BR: A girl I used to go out with was roommates in college with a member of the Guinness family. Every week or so she was shipped a crate of the stuff.

MD: That's got to be one of the more deeply embedded male fantasies-marrying a Guinness heiress.
BR: Oh yeah.

MD: What do you think of the local microbrews?
BR: Haven't really tried any.

MD: Why not?
BR: Well, I know all these people who go out of their way to pay six dollars for a glass of beer. It'd be terrible to get into the habit where you felt you required that level of discrimination to get a little buzz going.

MD: Wisdom! During the average day, how much do you drink?
BR: In the evening I'll drink some beers and martinis, I don't know how much.

MD: Three or four?
BR: Oh, more than that.

MD: Ever find yourself going through periods where you drink an excessive amount-and you know it's an excessive amount-but you continue anyway?
BR: You know, it never seems excessive to me. It never seems to affect what I'm doing, though every once in a while when I'm drinking hard liquor too many days in a row, there's a certain point where I have to lay off for a while. It goes back and forth. I just had this girlfriend who hated it when I drank, so I've been drinking pretty constantly since she left.

MD: Naturally. What sort of music do you prefer to drink to?
BR: Well, I have a lot of Jackie Gleason records. He did one called The Lover's Portfolio: Music For Sippin', Dancin' and Romancin'. It comes in a little briefcase and has this booklet that describes how to mix the cocktails you're supposed to drink as you listen to each song-it's the perfect recipe for an evening of romance and seduction. The music creates the mood and the two people get drunk and if they're still standing by the end of the second record, presumably something will happen.

MD: Jackie Gleason, swinger.
BR: He was a total swinger. In fact, he designed the futuristic house he lived in, it was round and its entire center was a bar, so no matter what room he was in, he was only a few steps from a cocktail.

MD: Genius! Another great alcoholic's contribution to society.
BR: That's right.

MD: Tell me this-what makes a good bar great?
BR: It has to be dark. It should have mirror tiles. An entire wall should be mirror tiles. Black velvet paintings are important.

MD: And booths.
BR: With latticework enclosures. Now that's a great bar.

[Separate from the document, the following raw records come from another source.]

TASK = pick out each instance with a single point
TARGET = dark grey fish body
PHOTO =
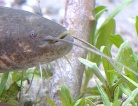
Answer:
(22, 40)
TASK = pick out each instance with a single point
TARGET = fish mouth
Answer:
(54, 48)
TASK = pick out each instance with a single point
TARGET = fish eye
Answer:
(32, 34)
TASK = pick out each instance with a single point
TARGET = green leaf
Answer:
(116, 11)
(107, 66)
(104, 33)
(104, 96)
(117, 40)
(65, 96)
(136, 24)
(94, 68)
(98, 11)
(82, 102)
(102, 39)
(127, 57)
(131, 97)
(90, 102)
(3, 81)
(131, 81)
(10, 94)
(116, 94)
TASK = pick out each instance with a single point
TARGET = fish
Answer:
(23, 40)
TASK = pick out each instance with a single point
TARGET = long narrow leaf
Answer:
(3, 81)
(131, 97)
(104, 96)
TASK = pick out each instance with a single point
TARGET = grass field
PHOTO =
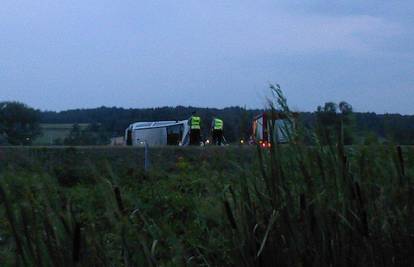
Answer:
(52, 133)
(234, 206)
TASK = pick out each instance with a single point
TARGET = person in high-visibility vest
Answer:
(217, 126)
(195, 129)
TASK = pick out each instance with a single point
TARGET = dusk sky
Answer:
(57, 55)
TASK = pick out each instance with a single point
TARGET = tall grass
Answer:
(327, 205)
(291, 205)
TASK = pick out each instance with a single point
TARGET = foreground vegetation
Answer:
(290, 205)
(213, 207)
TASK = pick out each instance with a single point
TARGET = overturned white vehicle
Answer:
(158, 133)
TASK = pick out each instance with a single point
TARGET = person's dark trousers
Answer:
(195, 137)
(217, 137)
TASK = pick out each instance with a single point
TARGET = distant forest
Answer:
(113, 121)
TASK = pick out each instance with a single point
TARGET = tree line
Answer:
(19, 123)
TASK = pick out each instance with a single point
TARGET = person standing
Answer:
(217, 129)
(195, 129)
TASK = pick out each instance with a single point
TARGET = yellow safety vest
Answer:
(195, 122)
(218, 124)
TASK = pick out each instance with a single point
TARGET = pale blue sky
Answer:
(134, 53)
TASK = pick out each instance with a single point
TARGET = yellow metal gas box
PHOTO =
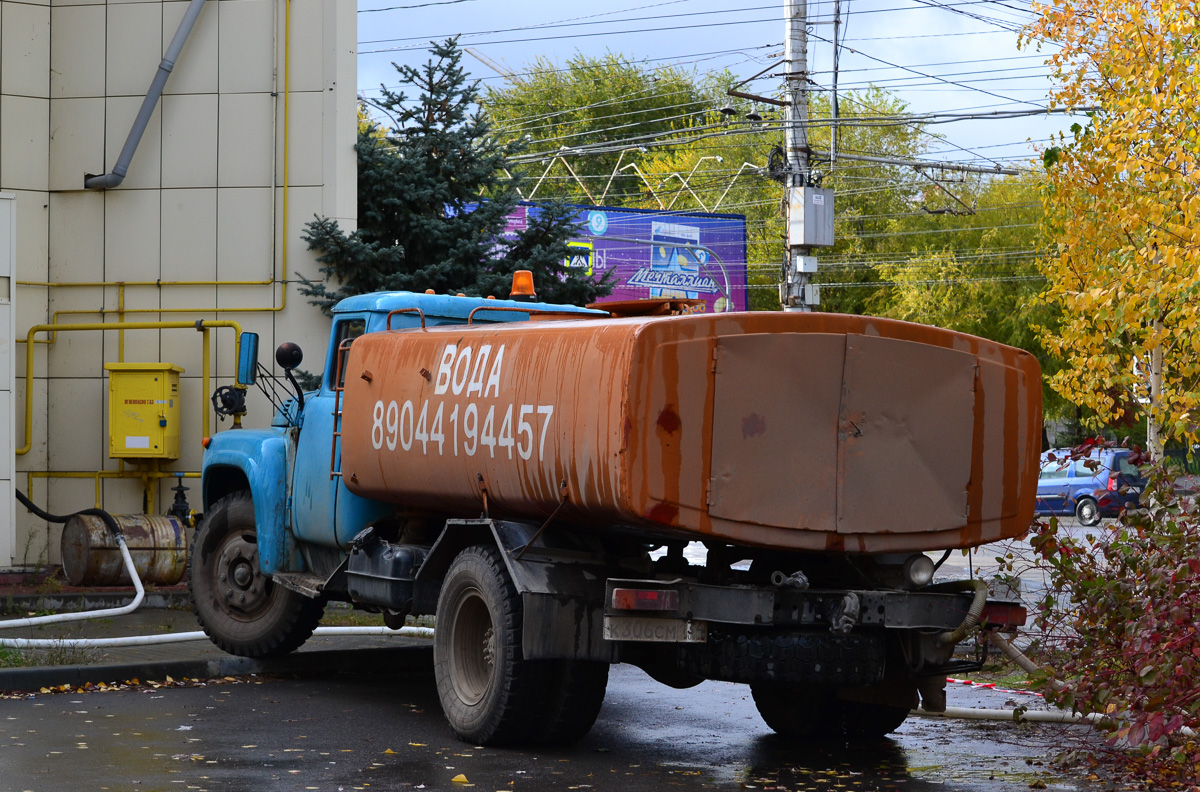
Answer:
(143, 411)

MD: You meet the strangest, most amazing people in bars. They're refuges for creative insanity.
BR: Tell me about it. Once I'd been up all night drinking in Boulder and I drove back and I kind of felt like shit so I thought, oh hell, I'll go to the Lion's Lair and have a bloody Mary or two before I go to bed. So I'm sitting at the bar with this guy I'd never seen before. He's this old fat boisterous Russ Meyer type, he's smoking a cigar and he's got this little, much younger guy next to him who he hits with his elbow and says, "Ain't that right?" and the little guy says, "That's right, boss!" And this guy is telling me this story about how most of the gold in the world came from this huge river on the east side of the Andes. The river had been picked clean, but there was this river on the west side that nobody had touched.

MD: Well, of course.
BR: But you can only work the river between ten and twelve thousand feet because above twelve thousand feet you have the Givarro and they'll cut your head off and wear it on their belt and below ten thousand you have piranhas.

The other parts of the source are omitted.